Finding "all of Alice's direct reports" is a simple join. Finding "everyone in Alice's entire management chain below her, at any depth" can't be expressed with a fixed number of joins, because the org chart's depth varies and isn't known in advance.

Anatomy of a recursive CTE

WITH RECURSIVE subordinates AS (
    -- Base case (anchor member): the starting row(s)
    SELECT id, name, manager_id, 1 AS depth
    FROM employees
    WHERE id = 1   -- Alice's id

    UNION ALL

    -- Recursive member: references the CTE itself
    SELECT e.id, e.name, e.manager_id, s.depth + 1
    FROM employees e
    JOIN subordinates s ON e.manager_id = s.id
)
SELECT * FROM subordinates;

How it executes conceptually:

  1. Run the base case (anchor) once — this seeds the initial working set (Alice herself).
  2. Run the recursive member using only the newest rows added in the previous iteration, producing a new batch of rows (Alice's direct reports).
  3. Repeat step 2, each time joining against only the previous iteration's new rows, until an iteration produces zero new rows — then stop.
  4. UNION ALL all iterations' results together as the final output.

Termination

The recursion must eventually stop producing new rows, or it runs forever (or until an engine-enforced recursion limit is hit — PostgreSQL doesn't have a hard limit by default and will happily loop indefinitely on a cyclic graph without one; SQL Server defaults to a 100-level MAXRECURSION limit specifically to guard against this).
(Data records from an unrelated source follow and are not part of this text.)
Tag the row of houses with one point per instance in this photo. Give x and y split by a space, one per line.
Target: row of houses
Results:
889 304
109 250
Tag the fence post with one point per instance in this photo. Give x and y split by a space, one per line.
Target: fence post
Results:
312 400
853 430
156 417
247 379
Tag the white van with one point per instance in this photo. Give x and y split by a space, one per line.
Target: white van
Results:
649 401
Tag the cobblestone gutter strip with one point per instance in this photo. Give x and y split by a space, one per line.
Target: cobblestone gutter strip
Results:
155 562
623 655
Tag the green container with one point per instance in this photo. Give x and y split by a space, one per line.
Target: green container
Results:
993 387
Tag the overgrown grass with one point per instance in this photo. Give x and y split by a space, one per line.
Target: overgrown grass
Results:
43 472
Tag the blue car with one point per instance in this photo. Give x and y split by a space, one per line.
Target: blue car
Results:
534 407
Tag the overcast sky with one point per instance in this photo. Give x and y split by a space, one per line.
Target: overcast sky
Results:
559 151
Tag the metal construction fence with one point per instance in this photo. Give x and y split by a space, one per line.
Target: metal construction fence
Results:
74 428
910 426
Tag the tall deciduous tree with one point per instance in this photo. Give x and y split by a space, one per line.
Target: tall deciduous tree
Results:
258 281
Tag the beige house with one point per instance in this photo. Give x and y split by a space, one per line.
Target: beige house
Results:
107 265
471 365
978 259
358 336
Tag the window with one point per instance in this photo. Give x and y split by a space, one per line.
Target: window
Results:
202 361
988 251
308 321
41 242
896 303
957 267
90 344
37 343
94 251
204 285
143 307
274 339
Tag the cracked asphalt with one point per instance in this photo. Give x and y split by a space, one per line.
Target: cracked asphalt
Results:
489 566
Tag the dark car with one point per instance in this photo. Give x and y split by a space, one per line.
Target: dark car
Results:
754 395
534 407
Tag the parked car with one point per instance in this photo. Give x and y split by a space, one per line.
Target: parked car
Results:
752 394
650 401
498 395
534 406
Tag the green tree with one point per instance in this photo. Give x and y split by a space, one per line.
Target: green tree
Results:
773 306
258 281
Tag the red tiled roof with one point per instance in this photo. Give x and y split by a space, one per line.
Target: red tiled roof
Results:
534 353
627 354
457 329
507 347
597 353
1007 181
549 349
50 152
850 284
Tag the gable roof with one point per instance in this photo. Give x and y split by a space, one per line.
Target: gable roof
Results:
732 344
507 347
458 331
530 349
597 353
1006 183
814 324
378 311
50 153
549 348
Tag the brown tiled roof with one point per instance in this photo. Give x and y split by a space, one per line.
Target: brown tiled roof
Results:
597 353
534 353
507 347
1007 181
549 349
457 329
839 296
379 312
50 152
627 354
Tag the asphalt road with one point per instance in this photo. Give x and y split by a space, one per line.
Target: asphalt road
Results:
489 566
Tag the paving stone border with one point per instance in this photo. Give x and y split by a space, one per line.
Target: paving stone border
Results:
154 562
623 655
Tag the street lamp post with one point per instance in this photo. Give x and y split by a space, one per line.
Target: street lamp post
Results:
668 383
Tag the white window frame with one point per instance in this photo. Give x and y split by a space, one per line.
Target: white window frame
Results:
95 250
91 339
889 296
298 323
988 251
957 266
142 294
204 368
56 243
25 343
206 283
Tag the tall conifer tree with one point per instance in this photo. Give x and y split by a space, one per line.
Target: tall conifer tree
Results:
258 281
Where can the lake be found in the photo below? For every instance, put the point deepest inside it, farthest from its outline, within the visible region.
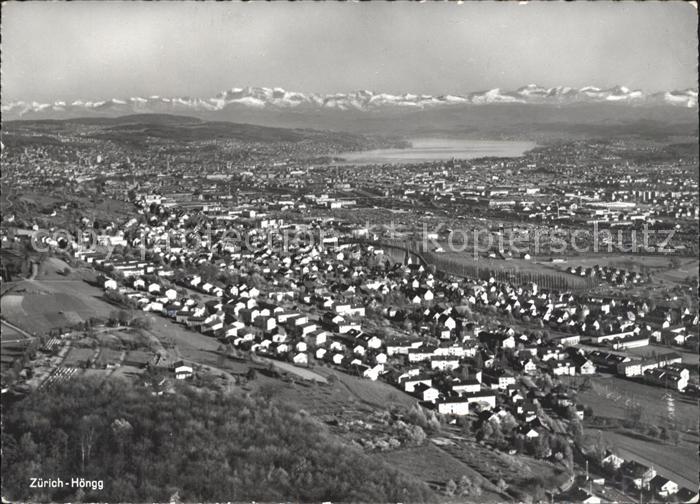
(436, 149)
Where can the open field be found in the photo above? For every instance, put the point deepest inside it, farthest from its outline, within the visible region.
(53, 300)
(678, 463)
(689, 357)
(10, 334)
(375, 393)
(494, 465)
(610, 397)
(436, 467)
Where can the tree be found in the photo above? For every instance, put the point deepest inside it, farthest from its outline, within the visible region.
(450, 487)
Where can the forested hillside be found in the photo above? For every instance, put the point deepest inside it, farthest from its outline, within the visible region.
(204, 446)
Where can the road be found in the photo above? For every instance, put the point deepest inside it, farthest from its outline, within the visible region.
(21, 331)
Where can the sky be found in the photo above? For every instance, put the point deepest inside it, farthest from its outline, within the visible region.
(96, 50)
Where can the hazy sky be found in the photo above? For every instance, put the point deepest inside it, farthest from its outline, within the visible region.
(91, 50)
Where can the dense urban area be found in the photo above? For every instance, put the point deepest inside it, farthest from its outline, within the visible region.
(516, 329)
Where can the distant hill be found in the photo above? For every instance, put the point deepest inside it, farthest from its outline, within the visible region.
(136, 128)
(528, 111)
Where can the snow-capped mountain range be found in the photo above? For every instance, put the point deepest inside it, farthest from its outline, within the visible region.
(262, 98)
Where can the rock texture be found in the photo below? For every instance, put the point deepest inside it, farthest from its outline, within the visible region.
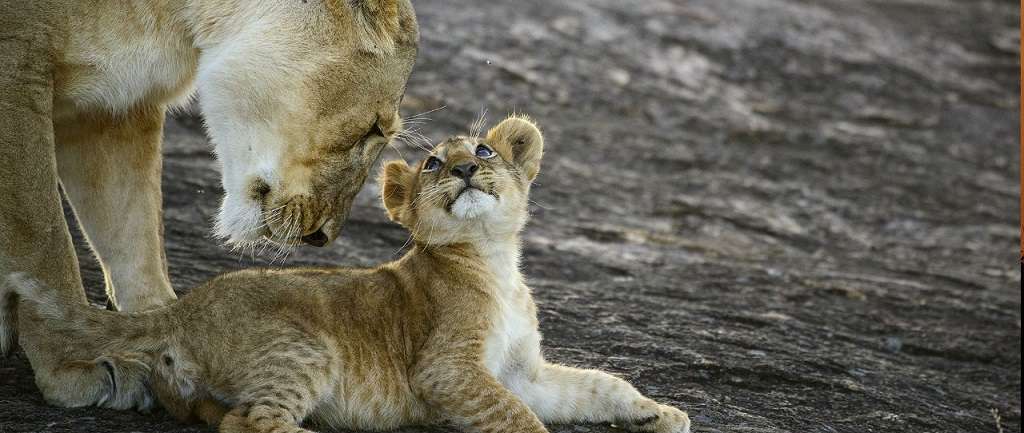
(782, 216)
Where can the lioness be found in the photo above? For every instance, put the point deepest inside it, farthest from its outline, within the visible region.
(449, 332)
(299, 98)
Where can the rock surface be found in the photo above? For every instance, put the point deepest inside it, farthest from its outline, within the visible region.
(782, 216)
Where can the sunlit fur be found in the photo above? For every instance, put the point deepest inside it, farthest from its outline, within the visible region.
(298, 97)
(449, 332)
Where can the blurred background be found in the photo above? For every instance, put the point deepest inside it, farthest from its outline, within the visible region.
(779, 215)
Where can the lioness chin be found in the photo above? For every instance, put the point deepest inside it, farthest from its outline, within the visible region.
(299, 97)
(449, 332)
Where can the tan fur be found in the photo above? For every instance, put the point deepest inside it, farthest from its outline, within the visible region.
(299, 98)
(449, 332)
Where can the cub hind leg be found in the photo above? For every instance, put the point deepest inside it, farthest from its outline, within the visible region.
(564, 394)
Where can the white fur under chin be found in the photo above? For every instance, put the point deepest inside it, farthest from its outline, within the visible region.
(238, 221)
(472, 204)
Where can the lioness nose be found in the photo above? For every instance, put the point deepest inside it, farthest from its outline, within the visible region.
(464, 171)
(315, 239)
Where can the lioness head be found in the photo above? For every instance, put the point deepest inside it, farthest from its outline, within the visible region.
(468, 189)
(299, 99)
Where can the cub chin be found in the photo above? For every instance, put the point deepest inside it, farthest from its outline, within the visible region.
(446, 333)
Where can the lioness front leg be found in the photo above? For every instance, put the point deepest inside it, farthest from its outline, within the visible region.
(110, 167)
(564, 394)
(34, 235)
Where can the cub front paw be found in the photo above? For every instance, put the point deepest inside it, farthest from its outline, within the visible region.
(662, 419)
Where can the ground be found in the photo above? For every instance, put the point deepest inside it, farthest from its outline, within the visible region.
(779, 215)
For genuinely cyclic data (e.g., a graph where cycles are possible, unlike a strict tree), you must explicitly track visited nodes and exclude them to avoid infinite recursion:

WITH RECURSIVE paths AS (
    SELECT start_node, end_node, ARRAY[start_node] AS visited
    FROM edges WHERE start_node = 'A'

    UNION ALL

    SELECT e.start_node, e.end_node, p.visited || e.end_node
    FROM edges e
    JOIN paths p ON e.start_node = p.end_node
    WHERE NOT e.end_node = ANY(p.visited)   -- prevents revisiting a node, avoiding infinite loops
)
SELECT * FROM paths;

Common use cases

  • Org charts / management chains (as above).
  • Category/product hierarchies (find all subcategories under "Electronics," arbitrarily nested).
  • Bill-of-materials explosions (a product made of sub-assemblies, made of sub-sub-assemblies...).
  • Graph traversal — shortest/all paths between two nodes, dependency resolution.

Performance note

Recursive CTEs can be slow on deep or wide hierarchies since each level is a fresh join pass; for read-heavy, rarely-changing hierarchies, a materialized path or closure table (precomputed ancestor/descendant pairs, maintained on write) is a common denormalization that trades write complexity for much faster read queries — worth mentioning as the production alternative when a recursive CTE becomes a bottleneck.